To create the trigrams, we will remember to invoke the generate_ngrams() function with the value of the ngram parameter as 3.

positiveWords_tri = defaultdict(int)
negativeWords_tri = defaultdict(int)
neutralWords_tri = defaultdict(int)

Get words and generate trigrams where sentiment is ‘positive’:

# Creating positive trigrams

for text in train_set[train_set['Sentiment']=='positive']['Sentence']:
for word in generate_ngrams(text, 3):
positiveWords_tri[word] += 1
df_positive_tri = pd.DataFrame(sorted(positiveWords_tri.items(),key=lambda x:x[1],reverse=True))
df_positive_tri

Get words and generate trigrams where sentiment is ‘negative’:

for text in train_set[train_set['Sentiment']=='negative']['Sentence']:
for word in generate_ngrams(text, 3):
negativeWords_tri[word]+=1
df_negative_tri = pd.DataFrame(sorted(negativeWords_tri.items(),key=lambda x:x[1],reverse=True))
df_negative_tri

Get words and generate trigrams where sentiment is ‘neutral’:

# # Creating neutral trigrams

for text in train_set[train_set['Sentiment']=='neutral']['Sentence']:
for word in generate_ngrams(text, 3):
neutralWords_tri[word]+=1
df_neutral_tri = pd.DataFrame(sorted(neutralWords_tri.items(),key=lambda x:x[1],reverse=True))
df_neutral_tri

Visualizing:

x_positive_tri = df_positive_tri[0][:10]
y_positive_tri = df_positive_tri[1][:10]

x_negative_tri = df_negative_tri[0][:10]
y_negative_tri = df_negative_tri[1][:10]

x_neutral_tri = df_neutral_tri[0][:10]
y_neutral_tri = df_neutral_tri[1][:10]


fig, ax = plt.subplots(3, 1, figsize=(12, 8), layout='tight', dpi=110)

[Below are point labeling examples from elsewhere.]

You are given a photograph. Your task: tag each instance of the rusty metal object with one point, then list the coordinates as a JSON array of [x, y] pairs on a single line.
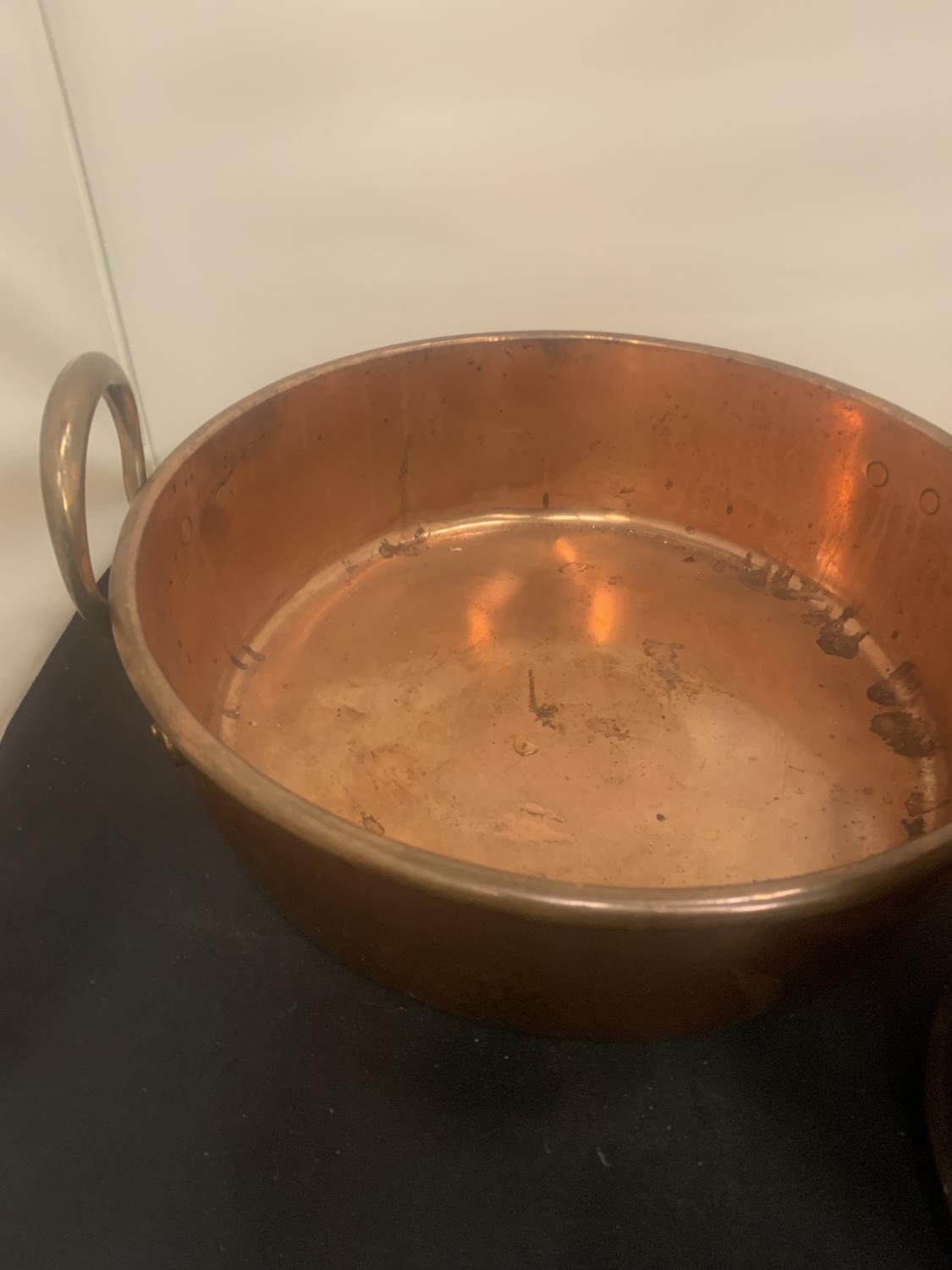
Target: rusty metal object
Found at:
[[594, 685], [63, 467]]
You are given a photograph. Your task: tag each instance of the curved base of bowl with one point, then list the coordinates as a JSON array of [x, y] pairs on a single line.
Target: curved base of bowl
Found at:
[[555, 978]]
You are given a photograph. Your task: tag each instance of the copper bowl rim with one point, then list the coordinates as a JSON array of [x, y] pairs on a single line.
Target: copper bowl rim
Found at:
[[537, 897]]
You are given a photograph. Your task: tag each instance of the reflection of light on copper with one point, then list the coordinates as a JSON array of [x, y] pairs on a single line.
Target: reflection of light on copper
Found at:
[[565, 550], [839, 498], [603, 611], [485, 604]]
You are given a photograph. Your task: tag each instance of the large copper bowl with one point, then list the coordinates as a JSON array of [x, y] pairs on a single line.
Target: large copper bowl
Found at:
[[592, 685]]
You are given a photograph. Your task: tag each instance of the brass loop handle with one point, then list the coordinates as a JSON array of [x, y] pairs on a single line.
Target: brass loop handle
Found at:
[[63, 439]]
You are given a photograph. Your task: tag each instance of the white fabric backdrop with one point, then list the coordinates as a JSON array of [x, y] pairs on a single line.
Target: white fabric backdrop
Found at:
[[287, 182]]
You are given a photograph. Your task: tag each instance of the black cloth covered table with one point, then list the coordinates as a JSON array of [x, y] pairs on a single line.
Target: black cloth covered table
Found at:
[[185, 1081]]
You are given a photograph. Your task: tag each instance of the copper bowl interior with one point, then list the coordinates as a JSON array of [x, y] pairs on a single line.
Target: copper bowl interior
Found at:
[[586, 609]]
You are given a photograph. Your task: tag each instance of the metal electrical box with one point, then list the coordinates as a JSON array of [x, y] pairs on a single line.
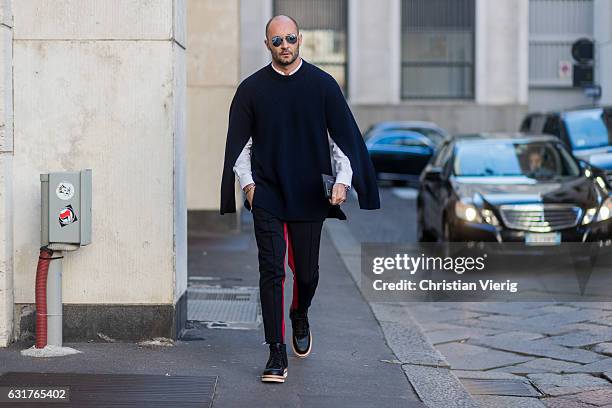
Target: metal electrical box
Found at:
[[66, 207]]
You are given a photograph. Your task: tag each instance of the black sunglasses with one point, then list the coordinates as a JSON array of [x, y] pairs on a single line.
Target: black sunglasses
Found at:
[[277, 40]]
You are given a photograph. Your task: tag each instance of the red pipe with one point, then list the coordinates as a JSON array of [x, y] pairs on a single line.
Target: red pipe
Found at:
[[41, 296]]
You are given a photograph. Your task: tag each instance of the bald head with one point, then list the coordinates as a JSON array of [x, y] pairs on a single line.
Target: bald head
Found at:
[[282, 23]]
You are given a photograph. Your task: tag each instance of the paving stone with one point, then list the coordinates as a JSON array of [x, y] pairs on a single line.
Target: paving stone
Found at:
[[598, 367], [447, 315], [434, 326], [515, 336], [540, 365], [564, 384], [469, 357], [540, 348], [598, 398], [438, 387], [411, 345], [592, 305], [560, 319], [495, 401], [584, 337], [558, 309], [570, 328], [392, 312], [603, 348]]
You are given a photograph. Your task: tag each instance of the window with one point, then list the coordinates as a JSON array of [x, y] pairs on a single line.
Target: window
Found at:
[[438, 48], [323, 26]]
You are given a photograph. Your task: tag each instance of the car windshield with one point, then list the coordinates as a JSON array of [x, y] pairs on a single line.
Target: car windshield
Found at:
[[589, 128], [540, 160]]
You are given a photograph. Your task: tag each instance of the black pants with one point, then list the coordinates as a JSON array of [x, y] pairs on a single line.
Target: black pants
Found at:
[[300, 240]]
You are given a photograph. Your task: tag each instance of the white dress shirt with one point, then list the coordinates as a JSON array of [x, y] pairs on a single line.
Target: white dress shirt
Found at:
[[342, 164]]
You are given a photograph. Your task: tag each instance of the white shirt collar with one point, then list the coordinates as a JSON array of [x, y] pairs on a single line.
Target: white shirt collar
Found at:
[[291, 73]]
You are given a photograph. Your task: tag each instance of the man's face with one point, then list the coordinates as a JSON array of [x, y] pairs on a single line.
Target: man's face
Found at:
[[285, 53]]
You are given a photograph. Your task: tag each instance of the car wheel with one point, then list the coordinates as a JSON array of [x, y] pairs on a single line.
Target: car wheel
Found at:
[[423, 234]]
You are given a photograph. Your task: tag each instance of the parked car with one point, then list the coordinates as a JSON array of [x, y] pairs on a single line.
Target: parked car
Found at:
[[511, 188], [400, 150], [586, 130]]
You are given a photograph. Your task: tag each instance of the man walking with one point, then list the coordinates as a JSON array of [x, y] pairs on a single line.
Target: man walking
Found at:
[[278, 146]]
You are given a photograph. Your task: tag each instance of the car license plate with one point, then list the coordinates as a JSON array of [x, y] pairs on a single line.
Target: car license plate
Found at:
[[546, 238]]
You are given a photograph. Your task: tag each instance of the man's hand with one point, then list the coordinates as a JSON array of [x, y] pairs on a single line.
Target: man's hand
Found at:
[[250, 189], [338, 194]]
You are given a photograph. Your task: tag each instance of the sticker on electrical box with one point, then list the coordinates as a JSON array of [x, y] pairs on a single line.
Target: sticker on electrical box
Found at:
[[67, 216], [64, 190]]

ax[0].bar(x_positive_tri, y_positive_tri, color='g', width= 0.6)
ax[0].set_title('Top 10 words with positive sentiment(Trigrams)')
ax[0].set_xlabel('Words in the positive df')
ax[0].set_ylabel('Count')

ax[1].bar(x_negative_tri, y_negative_tri, color='r', width= 0.6)
ax[1].set_title('Top 10 words with negative sentiment(Trigrams)')
ax[1].set_xlabel('Words in the negative df')
ax[1].set_ylabel('Count')

ax[2].bar(x_neutral_tri, y_neutral_tri, color='gray', width= 0.6)
ax[2].set_title('Top 10 words with neutral sentiment(Trigrams)')
ax[2].set_xlabel('Words in the neutral df')
ax[2].set_ylabel('Count')
Trigrams counts.

Final Thoughts

In this article, we have learned the following:

  • What are n-grams?
  • Classification and example of unigrams, bigrams, and trigrams.
  • Implementing any size of n-grams with the nltk Python library from a dataset.
  • Preprocessing data or text to effectively generate n-grams is a crucial step in performing NLP tasks using n-grams.
  • How to visualize the n-grams and get their counts based on sentiments.

Generally, n-grams where n > 1 perform best as they carry more information about the context in general.